- Born: Nicholas Robert Aitken 5 October 1955 (age 70) Sydney, New South Wales, Australia
- Occupations: Television and radio presenter Saxophonist
- Years active: 1975−present
- Known for: Hey Hey It's Saturday, Jo Jo Zep & The Falcons

= Wilbur Wilde =

Australian musician (born 1955)

Wilbur Wilde (born Nicholas Robert Aitken on 5 October 1955) is an Australian saxophonist, television personality and radio presenter. He is best known for his work on Hey Hey It's Saturday. He rose to prominence with the bands Ol' 55 and Jo Jo Zep & The Falcons.

==Career==
===Music career===
Wilde was the tenor saxophonist (and did some vocals) with Ol' 55 from 1975 until 1977. Wilde then joined Jo Jo Zep & The Falcons in 1977 as saxophonist and backing singer. The Falcons dissolved as a unit in 1981, but reunited in 2000 and toured intermittently for the next decade.

===Television career===
He appeared as part of the house band on Hey Hey It's Saturday from 1984 until 1999, and again from 2009 until 2010.

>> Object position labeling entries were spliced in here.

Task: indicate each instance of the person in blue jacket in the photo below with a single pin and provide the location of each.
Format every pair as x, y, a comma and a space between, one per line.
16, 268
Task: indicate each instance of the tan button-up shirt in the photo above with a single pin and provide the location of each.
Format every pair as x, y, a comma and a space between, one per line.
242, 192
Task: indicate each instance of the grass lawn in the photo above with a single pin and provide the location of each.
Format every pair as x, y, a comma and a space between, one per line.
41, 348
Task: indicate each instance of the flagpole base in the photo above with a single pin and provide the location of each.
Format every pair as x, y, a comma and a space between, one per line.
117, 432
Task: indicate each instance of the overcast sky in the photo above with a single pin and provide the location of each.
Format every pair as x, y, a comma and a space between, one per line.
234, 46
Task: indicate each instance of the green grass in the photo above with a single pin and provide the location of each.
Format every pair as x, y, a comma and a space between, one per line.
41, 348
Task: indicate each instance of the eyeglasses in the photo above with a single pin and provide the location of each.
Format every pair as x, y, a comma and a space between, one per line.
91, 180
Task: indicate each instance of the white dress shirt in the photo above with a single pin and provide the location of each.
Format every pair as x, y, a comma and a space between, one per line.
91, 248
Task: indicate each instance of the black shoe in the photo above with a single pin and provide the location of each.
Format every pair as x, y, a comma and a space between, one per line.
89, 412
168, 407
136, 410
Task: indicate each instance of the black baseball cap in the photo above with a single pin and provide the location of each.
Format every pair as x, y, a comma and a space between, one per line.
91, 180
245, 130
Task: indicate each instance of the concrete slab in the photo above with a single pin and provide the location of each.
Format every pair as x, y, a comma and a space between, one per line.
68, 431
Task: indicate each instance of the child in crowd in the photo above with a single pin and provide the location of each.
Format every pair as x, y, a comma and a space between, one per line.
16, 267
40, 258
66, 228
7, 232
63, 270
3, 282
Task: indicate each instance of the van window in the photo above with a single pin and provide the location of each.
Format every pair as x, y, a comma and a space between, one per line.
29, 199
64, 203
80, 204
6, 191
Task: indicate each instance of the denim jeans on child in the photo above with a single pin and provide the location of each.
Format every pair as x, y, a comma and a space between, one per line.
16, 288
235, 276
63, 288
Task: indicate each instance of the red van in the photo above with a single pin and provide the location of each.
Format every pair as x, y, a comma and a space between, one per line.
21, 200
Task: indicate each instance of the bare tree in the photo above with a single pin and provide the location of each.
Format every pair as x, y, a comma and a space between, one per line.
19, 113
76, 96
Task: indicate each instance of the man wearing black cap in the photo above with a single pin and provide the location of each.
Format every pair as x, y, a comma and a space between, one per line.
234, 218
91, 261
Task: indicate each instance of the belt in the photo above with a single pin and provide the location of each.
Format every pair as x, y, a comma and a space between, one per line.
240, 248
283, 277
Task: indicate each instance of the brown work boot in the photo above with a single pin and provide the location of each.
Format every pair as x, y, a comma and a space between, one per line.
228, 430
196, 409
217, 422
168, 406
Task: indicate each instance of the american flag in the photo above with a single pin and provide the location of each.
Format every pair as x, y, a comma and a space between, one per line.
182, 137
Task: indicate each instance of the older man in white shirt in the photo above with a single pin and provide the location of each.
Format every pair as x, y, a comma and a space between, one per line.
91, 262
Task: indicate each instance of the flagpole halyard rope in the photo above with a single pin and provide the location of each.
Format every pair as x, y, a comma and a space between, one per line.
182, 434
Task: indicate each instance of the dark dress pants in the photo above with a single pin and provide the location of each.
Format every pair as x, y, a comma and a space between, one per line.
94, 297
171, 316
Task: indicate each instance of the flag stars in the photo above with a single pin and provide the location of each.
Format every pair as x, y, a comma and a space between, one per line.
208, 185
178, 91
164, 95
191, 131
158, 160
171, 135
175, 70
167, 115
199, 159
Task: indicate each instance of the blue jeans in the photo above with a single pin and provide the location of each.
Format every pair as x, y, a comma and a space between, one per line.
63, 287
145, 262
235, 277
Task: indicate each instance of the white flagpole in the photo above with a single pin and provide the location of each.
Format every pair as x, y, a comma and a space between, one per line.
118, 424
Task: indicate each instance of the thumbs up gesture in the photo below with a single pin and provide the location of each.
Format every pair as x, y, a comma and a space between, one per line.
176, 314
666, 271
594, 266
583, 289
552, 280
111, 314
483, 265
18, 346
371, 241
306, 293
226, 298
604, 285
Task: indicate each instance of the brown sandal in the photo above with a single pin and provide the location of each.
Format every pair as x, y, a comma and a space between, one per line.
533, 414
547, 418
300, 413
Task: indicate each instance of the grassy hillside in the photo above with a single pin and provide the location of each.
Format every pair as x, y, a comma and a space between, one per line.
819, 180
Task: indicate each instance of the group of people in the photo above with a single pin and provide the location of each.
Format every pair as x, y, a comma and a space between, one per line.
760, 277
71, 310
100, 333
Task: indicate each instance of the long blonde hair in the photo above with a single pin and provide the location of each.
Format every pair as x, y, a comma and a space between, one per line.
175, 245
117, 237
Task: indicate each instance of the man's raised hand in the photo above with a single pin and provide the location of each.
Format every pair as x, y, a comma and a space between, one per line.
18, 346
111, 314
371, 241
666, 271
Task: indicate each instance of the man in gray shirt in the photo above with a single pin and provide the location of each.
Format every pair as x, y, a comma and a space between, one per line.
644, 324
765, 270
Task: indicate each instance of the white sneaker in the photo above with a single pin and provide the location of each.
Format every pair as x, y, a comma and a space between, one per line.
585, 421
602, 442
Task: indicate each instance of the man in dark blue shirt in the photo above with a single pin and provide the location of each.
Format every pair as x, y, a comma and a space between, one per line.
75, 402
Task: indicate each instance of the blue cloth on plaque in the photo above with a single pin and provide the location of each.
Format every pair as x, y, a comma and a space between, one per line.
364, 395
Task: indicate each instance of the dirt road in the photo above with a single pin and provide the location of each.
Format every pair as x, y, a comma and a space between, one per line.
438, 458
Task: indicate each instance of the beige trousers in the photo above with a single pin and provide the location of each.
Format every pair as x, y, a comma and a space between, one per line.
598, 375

Wilde has made numerous other TV appearances throughout his career on shows including The Flying Doctors, MDA, The Paul Hogan Show, Blankety Blanks, Sale of the Century, Celebrity Squares, MTV, Getaway, Postcards, Prisoner, Temptation, Spicks and Specks, The Russell Gilbert Show, and commercials for the Australian Pensioners Insurance Agency. From 1992 to 1999, Wilbur toured with The New Rocky Horror Show, contributing to more than 750 performances along the way. His CV also boasts a string of movie credits including Trojan Warrior, Mad Max, The Coolangatta Gold, City of the Damned, Jenny Kissed Me, Dead End Drive-In, and Cool Change.

===Radio career===
Between 2000 and 2004, Wilde presented the Classic Cafe on Gold 104.3 Melbourne. In December 2005, Wilde joined Vega 91.5, hosted a drive show, The Wilbur Wilde Drive, between 3 - 6pm. departing the station in 2008. Wilde also previously presented radio shows at 3UZ and 3XY.

==Personal life==
Wilde is a supporter of the Melbourne Football Club in the Australian Football League. His brother, Chris Aitken, played fourteen games for them in the 1960s and 1970s.
He plays golf at the National.
Old Ivanhoe Grammarian, Wilbur gives credit to Mr Frank English, a former Master at Ivanhoe Grammar, for nurturing his musical talent and encouraging him to take a musical direction in life.